Mil vezes, já me prometi: é hora de parar. E insisto em cumprir o prometido. No entanto, se a razão me convida a fazê-lo, as entranhas acabam impondo-se. Pois atividades humanas há que impedem aposentadoria, o desligar-se, o dar por encerrada a responsabilidade. Quem as exerce – o médico, o enfermeiro, o sacerdote, também o jornalista – não consegue aposentar-se da vida.
Se o corpo exige pausas, a alma e o coração sentem e cobram. E há, então, que se aceitar como verdade aquilo que se aprendeu desde o início: “O jornalista é o cão de guarda da sociedade”. E ai do cão que, diante de ameaças, não ladrar!
Nesta semana, completam-se os primeiros 100 dias da administração do sr. Hélio Zanata. Recuso-me a tratá-lo como “Helinho”. Pois, o uso do diminutivo há que ser adotado como intimidade cordial ou como depreciativo. Prefeitinho Helinho? Seria o fim.
Completam-se, pois, os primeiros 100 dias de um novo governo. Acaba-se, assim, o clássico e justo período de tolerância, de compreensão popular. A partir de agora, a população tem o pleno direito de cobrar, de começar a exigir prestação de contas. Está havendo harmonia administrativa no governo? Quais os verdadeiros acordos para se alcançar o necessário apoio da maioria do Legislativo? Qual o projeto de governo, não apresentado durante a campanha?
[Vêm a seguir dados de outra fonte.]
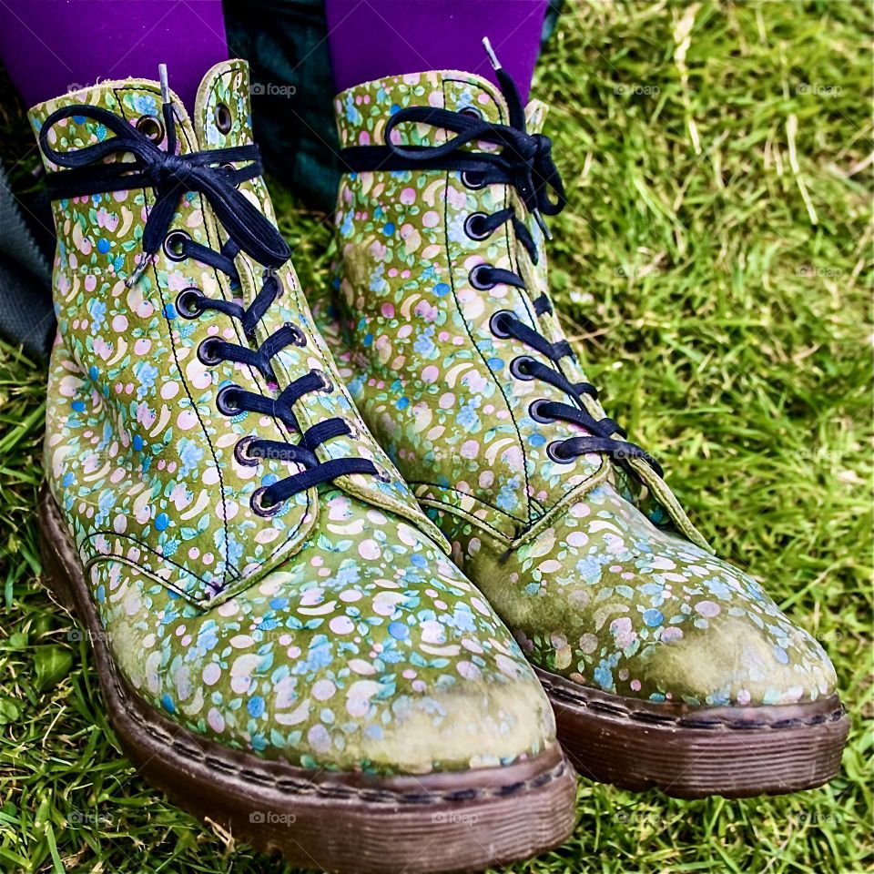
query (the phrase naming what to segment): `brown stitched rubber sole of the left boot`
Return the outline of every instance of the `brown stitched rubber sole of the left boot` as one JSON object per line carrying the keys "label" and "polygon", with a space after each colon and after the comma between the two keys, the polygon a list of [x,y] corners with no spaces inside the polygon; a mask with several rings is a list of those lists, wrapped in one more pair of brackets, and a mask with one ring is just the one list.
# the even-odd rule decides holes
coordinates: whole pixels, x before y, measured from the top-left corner
{"label": "brown stitched rubber sole of the left boot", "polygon": [[86,627],[118,740],[180,808],[292,865],[355,874],[477,871],[528,859],[573,831],[574,769],[557,744],[507,767],[376,777],[269,762],[179,727],[118,674],[47,489],[39,515],[44,579]]}

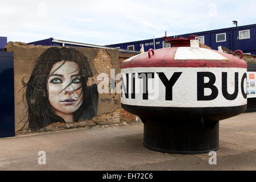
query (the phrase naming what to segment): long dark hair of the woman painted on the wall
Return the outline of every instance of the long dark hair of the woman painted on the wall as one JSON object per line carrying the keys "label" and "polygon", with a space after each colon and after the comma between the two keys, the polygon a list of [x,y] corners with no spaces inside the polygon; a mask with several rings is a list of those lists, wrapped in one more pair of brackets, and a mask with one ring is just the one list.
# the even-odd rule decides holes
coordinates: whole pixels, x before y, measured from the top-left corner
{"label": "long dark hair of the woman painted on the wall", "polygon": [[49,72],[55,63],[63,60],[64,63],[65,61],[73,61],[77,63],[80,69],[84,98],[82,105],[73,114],[74,121],[79,121],[79,119],[89,119],[97,115],[97,85],[86,85],[88,77],[92,77],[93,74],[85,55],[75,48],[51,47],[39,56],[28,82],[24,82],[24,78],[22,80],[24,88],[23,102],[27,105],[25,116],[27,120],[25,121],[24,126],[28,124],[28,127],[32,131],[46,127],[54,122],[65,122],[63,118],[53,114],[48,97],[46,97],[48,96],[47,80]]}

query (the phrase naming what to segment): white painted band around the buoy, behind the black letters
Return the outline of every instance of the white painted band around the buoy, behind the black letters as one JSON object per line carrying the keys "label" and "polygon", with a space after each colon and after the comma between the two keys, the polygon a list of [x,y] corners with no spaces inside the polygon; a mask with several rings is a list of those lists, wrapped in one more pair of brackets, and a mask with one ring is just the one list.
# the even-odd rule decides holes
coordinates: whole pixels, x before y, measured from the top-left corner
{"label": "white painted band around the buoy, behind the black letters", "polygon": [[[121,103],[137,106],[159,106],[159,107],[226,107],[246,105],[247,100],[242,95],[241,80],[246,68],[123,68],[121,69],[123,82],[126,84],[126,73],[129,73],[129,98],[125,97],[125,88]],[[148,78],[148,100],[143,100],[142,78],[138,73],[154,72],[155,78]],[[172,87],[172,100],[166,101],[166,87],[156,72],[163,72],[170,80],[174,72],[182,72]],[[210,101],[197,101],[197,72],[211,72],[216,77],[213,84],[218,89],[218,96]],[[238,72],[238,95],[234,100],[227,100],[222,94],[222,72],[227,72],[227,90],[229,94],[234,93],[234,75]],[[131,98],[131,73],[135,73],[135,99]],[[204,77],[204,82],[209,81]],[[154,87],[155,85],[155,87]],[[158,85],[158,86],[157,86]],[[246,93],[246,79],[243,82]],[[212,90],[204,88],[204,95],[209,96]]]}

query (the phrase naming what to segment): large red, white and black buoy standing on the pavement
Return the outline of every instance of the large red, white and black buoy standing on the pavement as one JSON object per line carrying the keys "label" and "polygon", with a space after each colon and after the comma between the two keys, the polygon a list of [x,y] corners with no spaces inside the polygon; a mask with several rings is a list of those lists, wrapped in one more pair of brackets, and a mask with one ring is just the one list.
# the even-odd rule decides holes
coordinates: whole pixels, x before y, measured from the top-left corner
{"label": "large red, white and black buoy standing on the pavement", "polygon": [[150,49],[121,65],[123,109],[144,123],[144,145],[192,154],[218,149],[218,121],[246,110],[247,64],[190,47]]}

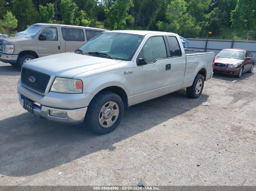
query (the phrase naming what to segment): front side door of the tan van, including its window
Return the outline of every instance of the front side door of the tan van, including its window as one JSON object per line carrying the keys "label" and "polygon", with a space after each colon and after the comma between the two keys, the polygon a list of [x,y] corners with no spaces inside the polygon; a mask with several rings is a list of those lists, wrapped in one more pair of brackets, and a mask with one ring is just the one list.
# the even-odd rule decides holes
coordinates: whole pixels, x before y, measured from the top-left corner
{"label": "front side door of the tan van, including its window", "polygon": [[39,57],[61,53],[61,40],[58,27],[46,26],[40,34],[45,34],[46,40],[39,40],[37,37]]}

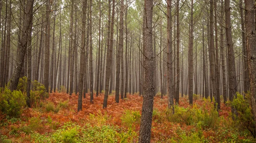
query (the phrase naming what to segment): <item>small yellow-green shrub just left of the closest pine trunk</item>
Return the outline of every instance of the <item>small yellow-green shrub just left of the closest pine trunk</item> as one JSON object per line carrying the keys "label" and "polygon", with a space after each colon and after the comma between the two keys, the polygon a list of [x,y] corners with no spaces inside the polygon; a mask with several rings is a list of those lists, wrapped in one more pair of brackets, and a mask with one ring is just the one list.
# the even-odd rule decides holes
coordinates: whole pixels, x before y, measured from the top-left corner
{"label": "small yellow-green shrub just left of the closest pine trunk", "polygon": [[139,111],[125,110],[121,117],[122,124],[131,128],[133,127],[133,123],[140,123],[140,116]]}

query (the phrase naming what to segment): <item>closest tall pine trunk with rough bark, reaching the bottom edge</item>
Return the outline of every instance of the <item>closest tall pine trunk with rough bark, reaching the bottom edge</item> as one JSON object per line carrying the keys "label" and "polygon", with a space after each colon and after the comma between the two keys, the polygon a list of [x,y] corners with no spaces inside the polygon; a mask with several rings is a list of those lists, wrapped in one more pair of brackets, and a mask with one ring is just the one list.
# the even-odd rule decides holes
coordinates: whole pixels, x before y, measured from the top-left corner
{"label": "closest tall pine trunk with rough bark, reaching the bottom edge", "polygon": [[153,0],[145,0],[144,10],[145,13],[143,17],[143,53],[146,57],[144,58],[145,82],[139,143],[150,143],[154,101],[154,53],[152,47]]}

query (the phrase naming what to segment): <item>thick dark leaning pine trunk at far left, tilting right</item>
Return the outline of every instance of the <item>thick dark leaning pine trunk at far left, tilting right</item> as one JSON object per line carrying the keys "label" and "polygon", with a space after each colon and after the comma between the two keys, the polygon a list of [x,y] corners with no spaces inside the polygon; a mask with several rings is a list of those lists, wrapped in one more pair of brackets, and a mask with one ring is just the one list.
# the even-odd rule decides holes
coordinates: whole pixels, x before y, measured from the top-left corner
{"label": "thick dark leaning pine trunk at far left, tilting right", "polygon": [[21,39],[19,39],[19,43],[17,50],[17,62],[16,62],[16,67],[12,75],[12,79],[10,79],[10,90],[16,90],[20,73],[23,67],[24,63],[24,56],[26,53],[26,48],[28,44],[28,37],[29,34],[31,33],[31,26],[32,26],[32,18],[33,18],[33,4],[34,0],[28,0],[26,3],[26,9],[25,9],[25,19],[23,22],[23,27],[22,27],[22,32],[21,32]]}

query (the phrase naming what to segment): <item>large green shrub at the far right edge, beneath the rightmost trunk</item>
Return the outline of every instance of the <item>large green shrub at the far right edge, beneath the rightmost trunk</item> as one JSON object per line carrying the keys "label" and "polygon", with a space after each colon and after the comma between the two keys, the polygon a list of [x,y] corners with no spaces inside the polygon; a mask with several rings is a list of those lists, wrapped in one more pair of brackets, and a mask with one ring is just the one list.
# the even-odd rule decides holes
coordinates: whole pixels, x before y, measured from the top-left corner
{"label": "large green shrub at the far right edge, beneath the rightmost trunk", "polygon": [[237,98],[234,98],[229,104],[231,107],[235,108],[238,113],[238,116],[235,117],[237,125],[239,125],[241,129],[249,130],[255,138],[256,126],[250,107],[250,93],[246,94],[245,98],[243,98],[243,95],[237,93]]}

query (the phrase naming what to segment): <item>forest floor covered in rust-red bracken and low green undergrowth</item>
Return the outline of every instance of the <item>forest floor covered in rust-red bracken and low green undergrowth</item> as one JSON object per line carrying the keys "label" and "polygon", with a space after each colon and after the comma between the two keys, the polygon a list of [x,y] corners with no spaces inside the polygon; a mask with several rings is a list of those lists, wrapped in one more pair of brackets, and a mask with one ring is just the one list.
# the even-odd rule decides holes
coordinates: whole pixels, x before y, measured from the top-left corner
{"label": "forest floor covered in rust-red bracken and low green undergrowth", "polygon": [[[108,97],[108,107],[102,109],[104,95],[86,94],[82,111],[77,112],[78,95],[50,93],[37,107],[24,108],[19,118],[0,115],[0,142],[3,143],[136,143],[140,131],[143,97],[127,95],[115,103]],[[230,107],[221,103],[215,114],[212,102],[201,99],[189,105],[180,98],[175,114],[167,108],[167,97],[154,97],[151,129],[152,143],[252,143],[256,142],[246,129],[235,126]],[[53,103],[53,107],[51,106]],[[52,110],[52,111],[51,111]]]}

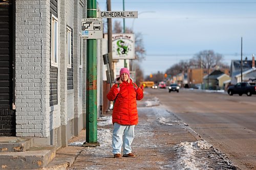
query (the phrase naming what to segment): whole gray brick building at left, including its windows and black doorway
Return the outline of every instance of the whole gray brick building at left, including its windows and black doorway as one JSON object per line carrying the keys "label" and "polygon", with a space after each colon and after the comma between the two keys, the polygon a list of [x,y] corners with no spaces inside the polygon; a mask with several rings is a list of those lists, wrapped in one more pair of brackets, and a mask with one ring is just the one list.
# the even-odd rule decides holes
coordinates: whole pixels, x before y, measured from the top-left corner
{"label": "whole gray brick building at left, including its windows and black doorway", "polygon": [[[5,29],[0,33],[5,44],[0,47],[0,136],[65,146],[85,128],[86,40],[80,25],[86,2],[0,1]],[[100,67],[102,60],[97,62]],[[98,68],[97,82],[101,72]],[[97,83],[98,113],[101,85]]]}

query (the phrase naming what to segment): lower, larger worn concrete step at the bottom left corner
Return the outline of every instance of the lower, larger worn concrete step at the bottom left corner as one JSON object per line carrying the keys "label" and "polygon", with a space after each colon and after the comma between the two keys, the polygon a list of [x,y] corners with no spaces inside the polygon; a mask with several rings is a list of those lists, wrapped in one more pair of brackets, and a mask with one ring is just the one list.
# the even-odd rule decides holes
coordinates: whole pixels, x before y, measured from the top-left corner
{"label": "lower, larger worn concrete step at the bottom left corner", "polygon": [[1,152],[0,167],[3,169],[40,169],[55,157],[54,146],[34,146],[25,152]]}

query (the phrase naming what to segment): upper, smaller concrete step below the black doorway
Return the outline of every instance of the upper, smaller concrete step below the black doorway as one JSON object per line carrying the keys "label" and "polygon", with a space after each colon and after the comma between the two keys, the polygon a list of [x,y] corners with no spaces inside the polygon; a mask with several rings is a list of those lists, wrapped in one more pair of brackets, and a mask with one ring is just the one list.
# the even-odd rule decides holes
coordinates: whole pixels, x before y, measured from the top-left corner
{"label": "upper, smaller concrete step below the black doorway", "polygon": [[25,137],[0,137],[1,152],[24,152],[33,147],[33,139]]}

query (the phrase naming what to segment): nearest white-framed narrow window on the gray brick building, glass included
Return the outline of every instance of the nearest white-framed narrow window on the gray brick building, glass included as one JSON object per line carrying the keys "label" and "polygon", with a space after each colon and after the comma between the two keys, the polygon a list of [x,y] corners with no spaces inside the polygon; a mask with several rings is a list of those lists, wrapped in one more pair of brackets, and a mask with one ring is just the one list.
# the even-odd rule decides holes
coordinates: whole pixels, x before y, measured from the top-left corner
{"label": "nearest white-framed narrow window on the gray brick building, glass included", "polygon": [[58,19],[51,17],[51,66],[58,66]]}

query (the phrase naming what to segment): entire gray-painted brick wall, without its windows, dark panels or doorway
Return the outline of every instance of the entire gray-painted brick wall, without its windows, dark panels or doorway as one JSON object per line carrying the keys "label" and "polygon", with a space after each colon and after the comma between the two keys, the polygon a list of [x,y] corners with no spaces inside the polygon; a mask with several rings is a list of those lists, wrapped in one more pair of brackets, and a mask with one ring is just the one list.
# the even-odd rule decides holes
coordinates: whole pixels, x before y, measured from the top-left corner
{"label": "entire gray-painted brick wall, without its windows, dark panels or doorway", "polygon": [[[84,9],[84,0],[58,1],[58,104],[50,107],[50,0],[16,1],[16,136],[48,138],[50,131],[67,125],[82,114],[82,109],[86,110],[85,81],[83,95],[78,90],[80,78],[85,80],[86,76],[86,63],[83,71],[79,71],[79,34],[81,18],[86,16]],[[67,26],[73,29],[75,88],[70,91],[67,89]],[[83,61],[86,61],[83,42]]]}

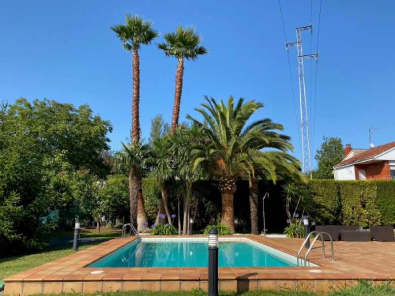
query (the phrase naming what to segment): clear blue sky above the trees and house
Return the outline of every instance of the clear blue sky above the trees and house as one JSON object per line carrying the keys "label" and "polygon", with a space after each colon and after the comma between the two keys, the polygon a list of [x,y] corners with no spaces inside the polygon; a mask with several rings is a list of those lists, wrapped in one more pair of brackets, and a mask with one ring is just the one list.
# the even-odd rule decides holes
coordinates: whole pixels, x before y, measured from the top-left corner
{"label": "clear blue sky above the trees and house", "polygon": [[[306,54],[316,51],[319,3],[313,0],[313,36],[303,35]],[[295,28],[310,22],[311,0],[281,0],[281,6],[293,42]],[[196,114],[203,95],[256,99],[265,108],[255,118],[282,123],[300,158],[296,50],[289,52],[294,105],[276,0],[1,0],[0,100],[89,104],[112,122],[111,147],[119,148],[130,130],[131,55],[110,26],[124,22],[125,12],[153,20],[162,35],[193,25],[209,49],[185,64],[180,118]],[[313,155],[323,135],[367,148],[369,127],[377,129],[375,145],[395,141],[394,12],[393,0],[322,0],[316,90],[316,64],[305,61]],[[140,58],[147,137],[156,114],[170,121],[176,60],[155,44],[144,46]]]}

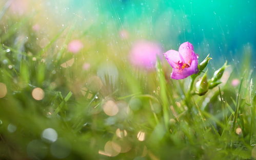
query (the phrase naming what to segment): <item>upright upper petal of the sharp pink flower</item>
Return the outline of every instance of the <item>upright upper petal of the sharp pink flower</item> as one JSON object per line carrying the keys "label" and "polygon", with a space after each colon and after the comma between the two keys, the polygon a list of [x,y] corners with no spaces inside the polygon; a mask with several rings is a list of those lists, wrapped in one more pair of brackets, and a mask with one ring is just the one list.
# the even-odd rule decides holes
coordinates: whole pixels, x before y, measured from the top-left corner
{"label": "upright upper petal of the sharp pink flower", "polygon": [[183,63],[190,64],[192,61],[191,56],[192,56],[192,54],[194,54],[193,45],[189,42],[185,42],[185,43],[181,44],[181,46],[179,48],[179,52],[185,61]]}

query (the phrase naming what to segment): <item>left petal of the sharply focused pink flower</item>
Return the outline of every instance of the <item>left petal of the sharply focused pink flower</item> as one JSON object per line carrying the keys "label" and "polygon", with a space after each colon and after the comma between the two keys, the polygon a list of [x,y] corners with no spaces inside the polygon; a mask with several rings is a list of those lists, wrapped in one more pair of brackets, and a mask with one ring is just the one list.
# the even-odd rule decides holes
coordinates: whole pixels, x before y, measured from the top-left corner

Uma simples interrogação, exige resposta urgente pela ameaça que traz à alma de Piracicaba: qual a posição do sr. Prefeito? Ele tem consciência das tentativas de agressão ao nosso tesouro, à Beira-Rio? O acinte faz estremecer até mesmo o antigo cemitério indígena que lá repousa.
A não ser quando se tentou construir um shopping à margem do Salto, nunca se viu nada igual. E o CODEPAC, na administração anterior, já indignara a população ao “DESTOMBAR” relíquias históricas. E para quê? Ora, de maneira a causar dúvidas, para facilitar negócios de alguns proprietários interessados em apenas lucrar com patrimônios históricos. Devoram-se lei, moral, direito, justiça. É a loucura da ganância.
A Piracicaba consciente e responsável – herdeira de mais de dois séculos e meio de história – precisa ser informada de fatos que tornam ainda mais grave essa desfaçatez. E louve-se, aqui, a atuação do Mandato Coletivo da Câmara, consciente do escândalo. Pois, a empresa está em litígio com a mesma Prefeitura há quase 15 anos. Foi beneficiada pelo anterior CODEPAC, mas não cumpre acertos e acordos devidos ao município. O processo se alonga, mas há restrições legais para divulgá-lo. Avalia-se que compromissos devidos giram em torno de nove a dez milhões de reais, por conta de juros e correção monetária. E disso a Prefeitura, obviamente, sabe. Mas o sr. Hélio Zanata tem conhecimento? Dá-se conta, o prefeito, da já ruidosa indignação popular? E, agora, da significativa presença do IPHAN?
Não há, pois, como suportar essa tentativa, por um pequeno grupo, de violar e profanar um dom da natureza que nos identifica. Eles querem comercializar o sagrado de todos nós. Piracicaba – antes de ser uma povoação e tornar-se cidade – era o nome de um rio. E rios são sagrados, à imagem do Jordão, do Ganges, do Tigre, do Eufrates. E sagrado, para nós, é o nosso encantador rio Piracicaba, onde celebramos a Festa do Divino Espírito Santo.
Aqui, é “onde o peixe para”, o peixe que simboliza o cristianismo na fecundidade e na sabedoria. Eis o horror: Piracicaba – lugar abençoado – berço da cultura paulista, sob ameaça de um espírito mercenário que pretende comercializar nossa paisagem, alma desta terra.
Defina-se, sr. Hélio Zanata!
Cecílio Elias Netto é jornalista e escritor.